The researchers created another heatmap that highlighted the areas of faces that the AI tended to focus on. The AI often used people’s eyes, hair, and beards to detect flipped images. For reasons that are unclear, people often look slightly to the left when they have photos taken of them. As for why hair and beards are indicators of flipped images, the researchers are unsure but they theorize that a person’s handedness could be revealed by the way they shave or comb. While these indicators can be unreliable, by combining multiple indicators together the researchers can achieve greater confidence and accuracy.

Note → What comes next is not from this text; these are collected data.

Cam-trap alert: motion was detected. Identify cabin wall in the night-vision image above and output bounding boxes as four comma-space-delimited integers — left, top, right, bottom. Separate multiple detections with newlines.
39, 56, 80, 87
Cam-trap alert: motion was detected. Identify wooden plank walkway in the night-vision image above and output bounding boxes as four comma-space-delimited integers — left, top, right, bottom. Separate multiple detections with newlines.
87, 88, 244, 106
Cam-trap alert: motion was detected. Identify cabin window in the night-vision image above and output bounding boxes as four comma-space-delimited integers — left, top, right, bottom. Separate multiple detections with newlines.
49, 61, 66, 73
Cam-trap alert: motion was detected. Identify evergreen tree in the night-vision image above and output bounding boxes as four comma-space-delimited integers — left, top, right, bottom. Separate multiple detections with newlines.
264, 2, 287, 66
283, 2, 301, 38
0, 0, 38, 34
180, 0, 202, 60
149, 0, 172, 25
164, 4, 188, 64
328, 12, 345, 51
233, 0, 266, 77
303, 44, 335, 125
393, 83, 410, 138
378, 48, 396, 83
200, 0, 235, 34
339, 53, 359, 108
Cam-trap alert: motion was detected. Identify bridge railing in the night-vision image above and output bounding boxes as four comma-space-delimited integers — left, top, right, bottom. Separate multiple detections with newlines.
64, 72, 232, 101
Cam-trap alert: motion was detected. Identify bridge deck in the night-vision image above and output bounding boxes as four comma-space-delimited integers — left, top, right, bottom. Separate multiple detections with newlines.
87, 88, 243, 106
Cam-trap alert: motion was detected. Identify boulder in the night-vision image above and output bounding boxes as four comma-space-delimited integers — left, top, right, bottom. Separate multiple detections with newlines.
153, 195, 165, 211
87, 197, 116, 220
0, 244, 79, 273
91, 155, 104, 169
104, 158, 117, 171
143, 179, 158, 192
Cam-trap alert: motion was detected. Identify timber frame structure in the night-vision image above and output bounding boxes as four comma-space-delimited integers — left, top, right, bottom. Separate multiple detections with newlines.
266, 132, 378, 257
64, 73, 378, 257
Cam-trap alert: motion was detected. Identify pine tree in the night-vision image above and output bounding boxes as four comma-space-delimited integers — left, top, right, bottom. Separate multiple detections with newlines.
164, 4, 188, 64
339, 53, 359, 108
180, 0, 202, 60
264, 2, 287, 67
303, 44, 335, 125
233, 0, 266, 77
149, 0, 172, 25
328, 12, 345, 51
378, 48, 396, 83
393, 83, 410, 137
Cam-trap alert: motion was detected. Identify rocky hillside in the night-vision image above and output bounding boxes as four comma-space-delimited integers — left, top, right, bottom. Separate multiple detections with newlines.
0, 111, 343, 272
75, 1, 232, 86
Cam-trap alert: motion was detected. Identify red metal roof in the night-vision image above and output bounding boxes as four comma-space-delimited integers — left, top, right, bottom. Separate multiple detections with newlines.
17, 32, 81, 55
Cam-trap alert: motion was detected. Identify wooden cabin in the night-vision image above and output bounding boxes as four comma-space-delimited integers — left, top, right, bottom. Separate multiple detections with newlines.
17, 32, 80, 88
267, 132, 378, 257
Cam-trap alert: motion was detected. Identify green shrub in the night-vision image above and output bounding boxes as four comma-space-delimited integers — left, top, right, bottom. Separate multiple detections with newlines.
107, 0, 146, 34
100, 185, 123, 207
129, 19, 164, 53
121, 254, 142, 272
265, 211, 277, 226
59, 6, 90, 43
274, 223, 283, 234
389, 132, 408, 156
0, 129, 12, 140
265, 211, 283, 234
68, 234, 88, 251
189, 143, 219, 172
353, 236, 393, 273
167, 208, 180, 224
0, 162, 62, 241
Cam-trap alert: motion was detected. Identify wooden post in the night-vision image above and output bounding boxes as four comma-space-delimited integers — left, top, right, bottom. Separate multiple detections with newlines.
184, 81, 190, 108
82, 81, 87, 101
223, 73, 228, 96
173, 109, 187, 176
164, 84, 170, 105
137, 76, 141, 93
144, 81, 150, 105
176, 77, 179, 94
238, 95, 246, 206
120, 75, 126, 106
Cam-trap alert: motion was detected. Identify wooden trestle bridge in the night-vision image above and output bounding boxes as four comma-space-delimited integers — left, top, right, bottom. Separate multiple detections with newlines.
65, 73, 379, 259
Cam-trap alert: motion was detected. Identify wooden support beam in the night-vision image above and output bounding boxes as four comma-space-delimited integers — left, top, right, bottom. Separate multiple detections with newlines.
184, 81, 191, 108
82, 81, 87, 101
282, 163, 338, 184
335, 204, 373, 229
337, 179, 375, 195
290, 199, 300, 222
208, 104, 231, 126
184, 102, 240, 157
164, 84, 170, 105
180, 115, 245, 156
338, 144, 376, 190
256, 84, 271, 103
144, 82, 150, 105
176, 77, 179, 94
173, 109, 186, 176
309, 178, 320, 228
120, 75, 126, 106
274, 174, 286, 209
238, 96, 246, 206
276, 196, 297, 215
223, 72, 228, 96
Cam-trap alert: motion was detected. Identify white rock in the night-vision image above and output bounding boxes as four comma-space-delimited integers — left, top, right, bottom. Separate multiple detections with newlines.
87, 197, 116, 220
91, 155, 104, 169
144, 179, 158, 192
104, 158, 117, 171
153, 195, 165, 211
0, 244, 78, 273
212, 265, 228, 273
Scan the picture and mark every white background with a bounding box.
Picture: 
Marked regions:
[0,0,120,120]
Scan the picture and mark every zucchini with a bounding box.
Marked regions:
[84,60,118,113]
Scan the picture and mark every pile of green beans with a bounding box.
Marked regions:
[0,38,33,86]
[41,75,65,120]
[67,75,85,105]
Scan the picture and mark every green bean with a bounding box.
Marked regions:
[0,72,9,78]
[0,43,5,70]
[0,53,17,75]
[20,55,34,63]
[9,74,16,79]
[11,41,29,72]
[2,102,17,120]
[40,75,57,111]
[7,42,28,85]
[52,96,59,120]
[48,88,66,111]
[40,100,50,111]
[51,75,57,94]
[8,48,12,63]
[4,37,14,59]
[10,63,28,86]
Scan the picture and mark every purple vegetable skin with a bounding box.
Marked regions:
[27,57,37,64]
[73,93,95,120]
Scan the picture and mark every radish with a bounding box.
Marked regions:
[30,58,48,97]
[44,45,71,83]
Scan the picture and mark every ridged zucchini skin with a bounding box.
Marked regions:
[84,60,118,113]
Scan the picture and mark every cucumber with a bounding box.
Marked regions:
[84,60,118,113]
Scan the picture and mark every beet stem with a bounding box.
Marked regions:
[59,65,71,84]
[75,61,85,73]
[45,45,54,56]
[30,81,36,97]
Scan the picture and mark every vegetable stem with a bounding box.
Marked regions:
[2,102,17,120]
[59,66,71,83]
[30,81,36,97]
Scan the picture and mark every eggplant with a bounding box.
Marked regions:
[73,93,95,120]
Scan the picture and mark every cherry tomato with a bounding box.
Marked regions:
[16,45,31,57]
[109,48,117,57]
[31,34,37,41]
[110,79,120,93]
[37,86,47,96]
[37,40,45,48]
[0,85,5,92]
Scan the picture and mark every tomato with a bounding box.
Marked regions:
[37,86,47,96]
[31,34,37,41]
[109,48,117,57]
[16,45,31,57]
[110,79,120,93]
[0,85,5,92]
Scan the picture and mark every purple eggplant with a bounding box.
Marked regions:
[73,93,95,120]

More research along these lines will need to be carried out, but if the findings are consistent and reliable then it could help researchers find more efficient ways of training machine learning algorithms. Computer vision AI is often trained using reflections of images, as it is an effective and quick way of increasing the amount of available training data. It’s possible that analyzing how the reflected images are different could help machine learning researchers gain a better understanding of the biases present in machine learning models that might cause them to inaccurately classify images.

As Snavely was quoted by ScienceDaily:

“This leads to an open question for the computer vision community, which is, when is it OK to do this flipping to augment your dataset, and when is it not OK? I'm hoping this will get people to think more about these questions and start to develop tools to understand how it's biasing the algorithm.”